Indie developers have taken over arcade style gaming with gusto and Assault Android Cactus is a prime example. The game’s bullet hell twin stick controls works out surprisingly well. There’s also a lot of little touches like extended lore and level modifiers that add to the replay value of an already fun game.
Assault Android Cactus starts with a good old fashioned robot uprising on a spaceship fleet. Fortunately the assault android known as Cactus busts in to save the day. As you battle through the ship this peculiarly named automaton will fight amazing boss battles that unlock other playable characters that each feel new and different. One of the unique aspects of AAC is that health is regulated to a battery that slowly depletes rather than waiting for enemies to do the damage. This could be implemented poorly but usually whenever you’re running too low an enemy you kill will drop some more energy, truly making you feel like an invincible fighting robot. Now getting to said recharge is another story but the other power-ups that drop are just as devastatingly useful.

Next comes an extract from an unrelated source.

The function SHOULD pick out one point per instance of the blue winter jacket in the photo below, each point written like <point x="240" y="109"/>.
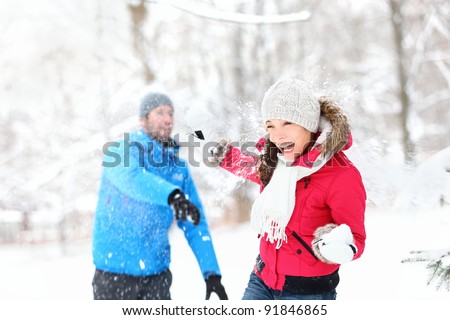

Everything makes you feel stronger and cooler while the levels simultaneously throw more and more your way. Soon the game has you dodging bullets while destroying enemies like a well choreographed play.The android from the game’s namesake is by far the most standard fare, totting a machine gun and flame thrower. Every other android has completely different weapons and campaign dialogue. making each of them feel like they could be the star of the show just as much. Bosses are just as varied since they hail from different quadrants of the ship. These guys don’t go down without a fight, changing tactics with each health bar segment until their grand finale that’s awe inspiring to say the least.
While most of this game runs like a well-oiled machine some of it kind of grinds my gears. Some robots feel blatantly superior to others and while normally you could chalk that up to different play-styles, some of them just aren’t as versatile. This leads to difficulty fluctuations that range from manageable to nerve-racking. Add to that a battery consistently wailing at you for it’s juice fix whenever levels go on for too long and you have the perfect mix for discouraging experimentation. That’s not the only problem for people new to genre, as the tutorial could explain some of the nuance of the game in better detail. Finally while the battery life bar is an amazing idea, some bosses seem to stall specifically to drain it leaving some triumphant battles feeling more like waiting at the DMV.
These tough little robots channel some of the best old school gaming, harking back to the likes of Gunstar Heroes and Serious Sam. The sense of dread from just barely losing a level is only matched by the feeling of accomplishment when you beat it. Each character has their own dialogue with the bosses which made replaying it even more tantalizing. Assault Android Cactus will beat the snot out of you and you’ll love every minute of it.